The diabetological education that the patient receives from qualified healthcare personnel is essential in achieving therapeutic objectives. For example, self-testing of capillary blood glucose informs the patient about the time of day when glycemic control is worse and helps to identify undetected hypoglycemia. Therefore, self-tests are fundamental for making opportune modifications in therapy. In addition, the patient who knows how to modify treatment based on capillary blood glucose measurements and has received advice on how to handle various situations, such as hypoglycemia or hyperglycemic-ketotic decompensation, will require fewer hospital admissions and have a better quality of life.

Pharmacological treatment

Sulfonylureas

In the mid-1950s the first sulfonylureas (SU) were developed for commercial use (carbutamide and tolbutamide). In the mid-1960s there were already four SUs on the market (tolbutamide, acetohexamide, tolazamide and chlorpropamide), which are currently known as the first-generation SUs. At the end of the 1960s, second-generation SUs were introduced (glibenclamide, glipizide, gliquidone, and gliclazide). In 1970, the results of the University Group Diabetes Program (UGDP) were published, where it was concluded that tolbutamide was ineffective in the treatment of the diabetes and also increased cardiovascular mortality. This study had a major impact not only in the U.S., but also in various European countries, and resulted in a considerable decrease in the use of SUs. Nevertheless, since the results of the UGDP were much criticized regarding the methodology of the study, and there was evidence of its clinical effectiveness, in 1979 the American Diabetes Society decided to end restrictions of the use of SUs and they have been marketed in the U.S. since 1984. More recently, a new long-acting SU has been introduced: glimepiride.

Mechanism of action

The SUs stimulate the second phase of insulin secretion by pancreatic beta cells, that is to say, the release of preformed insulin. Therefore, the SUs require the presence of a critical mass of beta cells with insulin secretory capacity in order to act. Therefore, the SUs will not be effective in patients who are pancreatectomized or have type 1 diabetes mellitus. The SUs act through high-affinity receptors located in the pancreatic beta cells. Binding to these receptors inhibits the opening of ATP-sensitive potassium channels and avoids potassium outflow from the cell, thus triggering cell membrane depolarization. As a result, the calcium channels open, increasing intracellular calcium content and calcium binding to calmodulin, which produces microfilament contraction and the exocytosis of insulin granules.
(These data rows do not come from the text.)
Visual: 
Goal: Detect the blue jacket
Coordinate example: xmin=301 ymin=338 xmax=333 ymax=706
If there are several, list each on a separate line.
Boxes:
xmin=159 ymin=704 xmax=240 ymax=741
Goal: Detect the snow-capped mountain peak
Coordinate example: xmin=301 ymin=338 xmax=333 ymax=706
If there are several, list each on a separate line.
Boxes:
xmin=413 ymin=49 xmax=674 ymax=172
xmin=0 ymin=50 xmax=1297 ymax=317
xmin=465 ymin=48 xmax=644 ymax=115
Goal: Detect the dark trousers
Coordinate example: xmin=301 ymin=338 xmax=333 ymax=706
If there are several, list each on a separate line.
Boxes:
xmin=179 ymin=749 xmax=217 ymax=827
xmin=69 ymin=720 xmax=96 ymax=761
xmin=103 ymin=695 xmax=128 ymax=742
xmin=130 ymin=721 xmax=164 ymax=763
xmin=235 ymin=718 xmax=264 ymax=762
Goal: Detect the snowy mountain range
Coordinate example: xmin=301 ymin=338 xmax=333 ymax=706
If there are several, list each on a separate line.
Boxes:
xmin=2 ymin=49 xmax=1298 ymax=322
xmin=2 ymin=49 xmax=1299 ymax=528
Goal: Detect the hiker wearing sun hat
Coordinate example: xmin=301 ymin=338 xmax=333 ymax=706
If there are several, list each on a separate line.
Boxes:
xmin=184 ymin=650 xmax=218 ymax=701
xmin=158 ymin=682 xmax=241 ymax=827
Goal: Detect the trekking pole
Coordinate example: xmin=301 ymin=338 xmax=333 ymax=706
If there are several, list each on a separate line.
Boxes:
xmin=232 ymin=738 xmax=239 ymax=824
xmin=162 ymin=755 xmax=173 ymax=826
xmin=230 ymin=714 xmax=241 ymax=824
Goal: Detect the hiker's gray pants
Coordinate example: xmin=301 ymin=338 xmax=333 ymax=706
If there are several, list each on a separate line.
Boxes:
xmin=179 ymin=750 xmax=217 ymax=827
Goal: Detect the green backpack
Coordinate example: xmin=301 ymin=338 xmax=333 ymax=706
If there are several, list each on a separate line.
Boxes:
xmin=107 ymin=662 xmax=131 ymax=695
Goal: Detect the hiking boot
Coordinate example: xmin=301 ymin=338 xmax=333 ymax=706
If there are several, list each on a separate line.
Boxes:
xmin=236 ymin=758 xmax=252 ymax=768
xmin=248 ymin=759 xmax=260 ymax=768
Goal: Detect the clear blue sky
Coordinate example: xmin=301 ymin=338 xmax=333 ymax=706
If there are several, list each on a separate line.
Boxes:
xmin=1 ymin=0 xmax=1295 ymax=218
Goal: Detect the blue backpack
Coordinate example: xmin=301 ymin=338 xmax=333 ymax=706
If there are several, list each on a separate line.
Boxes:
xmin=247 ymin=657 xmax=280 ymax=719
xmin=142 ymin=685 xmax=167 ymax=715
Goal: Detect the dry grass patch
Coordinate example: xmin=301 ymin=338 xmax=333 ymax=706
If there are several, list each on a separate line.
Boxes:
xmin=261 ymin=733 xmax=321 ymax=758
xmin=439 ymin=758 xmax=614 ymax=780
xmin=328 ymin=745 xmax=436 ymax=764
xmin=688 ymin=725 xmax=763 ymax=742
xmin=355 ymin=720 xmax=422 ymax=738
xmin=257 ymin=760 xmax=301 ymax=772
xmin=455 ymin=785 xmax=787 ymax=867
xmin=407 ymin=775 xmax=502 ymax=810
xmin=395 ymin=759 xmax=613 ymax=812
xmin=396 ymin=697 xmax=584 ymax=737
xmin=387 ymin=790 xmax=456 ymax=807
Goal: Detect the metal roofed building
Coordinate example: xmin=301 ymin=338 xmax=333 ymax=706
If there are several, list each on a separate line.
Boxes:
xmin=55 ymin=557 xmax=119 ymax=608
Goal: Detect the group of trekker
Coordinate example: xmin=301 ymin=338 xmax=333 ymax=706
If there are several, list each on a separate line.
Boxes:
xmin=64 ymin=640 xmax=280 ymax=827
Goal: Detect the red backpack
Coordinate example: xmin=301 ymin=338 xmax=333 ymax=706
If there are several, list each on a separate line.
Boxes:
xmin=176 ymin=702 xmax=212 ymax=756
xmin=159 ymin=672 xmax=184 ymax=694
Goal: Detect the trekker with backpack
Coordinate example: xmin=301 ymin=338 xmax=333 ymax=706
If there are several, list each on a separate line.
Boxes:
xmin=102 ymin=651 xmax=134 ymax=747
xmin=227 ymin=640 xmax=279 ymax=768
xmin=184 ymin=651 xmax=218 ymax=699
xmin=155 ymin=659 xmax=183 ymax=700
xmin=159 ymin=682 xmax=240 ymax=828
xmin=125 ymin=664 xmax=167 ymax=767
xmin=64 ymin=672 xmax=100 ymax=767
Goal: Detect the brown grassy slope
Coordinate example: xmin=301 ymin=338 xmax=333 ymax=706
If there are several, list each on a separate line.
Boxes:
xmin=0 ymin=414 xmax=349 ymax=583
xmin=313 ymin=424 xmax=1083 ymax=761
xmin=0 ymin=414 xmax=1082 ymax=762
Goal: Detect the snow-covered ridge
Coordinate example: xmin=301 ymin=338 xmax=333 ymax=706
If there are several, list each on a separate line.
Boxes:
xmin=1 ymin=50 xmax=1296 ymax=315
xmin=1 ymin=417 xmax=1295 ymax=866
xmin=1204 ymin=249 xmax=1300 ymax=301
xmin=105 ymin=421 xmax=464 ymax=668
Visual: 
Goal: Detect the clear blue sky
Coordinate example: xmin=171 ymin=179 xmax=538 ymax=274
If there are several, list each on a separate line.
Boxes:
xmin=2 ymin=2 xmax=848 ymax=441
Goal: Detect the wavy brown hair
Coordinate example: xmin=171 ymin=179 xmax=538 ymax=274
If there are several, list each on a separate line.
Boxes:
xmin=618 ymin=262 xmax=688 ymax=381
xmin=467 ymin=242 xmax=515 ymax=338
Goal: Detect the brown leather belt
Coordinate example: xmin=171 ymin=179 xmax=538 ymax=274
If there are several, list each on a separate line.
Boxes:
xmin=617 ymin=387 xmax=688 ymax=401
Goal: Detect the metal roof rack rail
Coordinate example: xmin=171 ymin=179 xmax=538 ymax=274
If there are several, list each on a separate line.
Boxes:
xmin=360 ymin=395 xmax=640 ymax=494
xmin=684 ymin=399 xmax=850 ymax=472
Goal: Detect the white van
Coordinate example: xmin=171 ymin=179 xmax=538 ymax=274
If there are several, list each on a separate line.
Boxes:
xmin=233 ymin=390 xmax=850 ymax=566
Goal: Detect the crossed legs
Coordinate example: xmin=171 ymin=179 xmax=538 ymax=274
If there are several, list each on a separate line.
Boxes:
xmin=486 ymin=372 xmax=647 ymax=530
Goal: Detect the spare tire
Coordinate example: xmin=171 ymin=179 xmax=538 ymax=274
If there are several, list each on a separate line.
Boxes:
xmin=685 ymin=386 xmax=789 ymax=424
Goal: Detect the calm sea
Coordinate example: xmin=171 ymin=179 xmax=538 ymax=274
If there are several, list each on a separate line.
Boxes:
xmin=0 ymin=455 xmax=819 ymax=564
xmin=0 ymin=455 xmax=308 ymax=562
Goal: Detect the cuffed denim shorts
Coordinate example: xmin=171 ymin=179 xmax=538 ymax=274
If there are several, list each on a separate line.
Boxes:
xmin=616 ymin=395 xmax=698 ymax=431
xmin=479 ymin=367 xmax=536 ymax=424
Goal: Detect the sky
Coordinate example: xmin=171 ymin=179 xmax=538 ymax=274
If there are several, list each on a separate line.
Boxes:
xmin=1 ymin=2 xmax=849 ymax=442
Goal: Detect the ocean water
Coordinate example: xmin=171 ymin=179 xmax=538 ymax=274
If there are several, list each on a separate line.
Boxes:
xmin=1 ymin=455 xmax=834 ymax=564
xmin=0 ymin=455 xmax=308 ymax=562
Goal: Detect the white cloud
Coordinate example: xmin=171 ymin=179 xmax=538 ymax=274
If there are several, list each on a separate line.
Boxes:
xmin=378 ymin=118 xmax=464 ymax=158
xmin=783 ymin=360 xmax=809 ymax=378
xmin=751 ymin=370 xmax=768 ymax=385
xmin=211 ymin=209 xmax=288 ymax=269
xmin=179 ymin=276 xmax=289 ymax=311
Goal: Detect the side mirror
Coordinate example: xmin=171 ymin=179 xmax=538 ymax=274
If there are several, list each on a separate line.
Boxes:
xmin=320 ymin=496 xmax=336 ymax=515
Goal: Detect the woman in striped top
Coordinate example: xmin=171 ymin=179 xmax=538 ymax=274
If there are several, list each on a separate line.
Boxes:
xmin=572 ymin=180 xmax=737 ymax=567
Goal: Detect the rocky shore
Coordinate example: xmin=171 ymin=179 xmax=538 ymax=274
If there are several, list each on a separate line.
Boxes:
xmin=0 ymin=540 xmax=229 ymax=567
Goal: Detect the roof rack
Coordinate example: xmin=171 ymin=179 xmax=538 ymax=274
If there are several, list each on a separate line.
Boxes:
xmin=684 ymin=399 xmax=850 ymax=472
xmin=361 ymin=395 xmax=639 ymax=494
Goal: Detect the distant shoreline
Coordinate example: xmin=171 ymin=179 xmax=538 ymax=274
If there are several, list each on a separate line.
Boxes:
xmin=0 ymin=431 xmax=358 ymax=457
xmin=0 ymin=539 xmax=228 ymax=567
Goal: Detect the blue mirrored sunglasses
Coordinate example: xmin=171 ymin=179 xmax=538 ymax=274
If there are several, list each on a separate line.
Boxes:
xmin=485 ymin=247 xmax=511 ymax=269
In the heart and throughout the cardiovascular system there are also SU receptors and ATP-sensitive potassium channels, which have an important cardioprotective effect against ischemia. Closure of these channels by SUs could contribute to ischemia. Nevertheless, although this possible harmful effect seems evident in experimental studies in which high doses of SUs are administered acutely, this does not seem to be clinically relevant, as has been shown in the UKDPS study.

Clinical pharmacology. 

The SU differ in potency, duration of action, metabolism, undesirable effects, and other pharmacological properties. The second-generation SUs are more potent and have less toxicity than the first-generation SUs. All the SUs are absorbed quickly in the digestive tract, reaching peak plasma level 2-4 h after ingestion. They bind mainly to albumin, from which they can be displaced by other drugs. The metabolism is fundamentally hepatic and its metabolites are eliminated in urine and, to a lesser extent, in bile. Gliquidone is eliminated mainly in bile, so it can be used in cases of moderate kidney failure.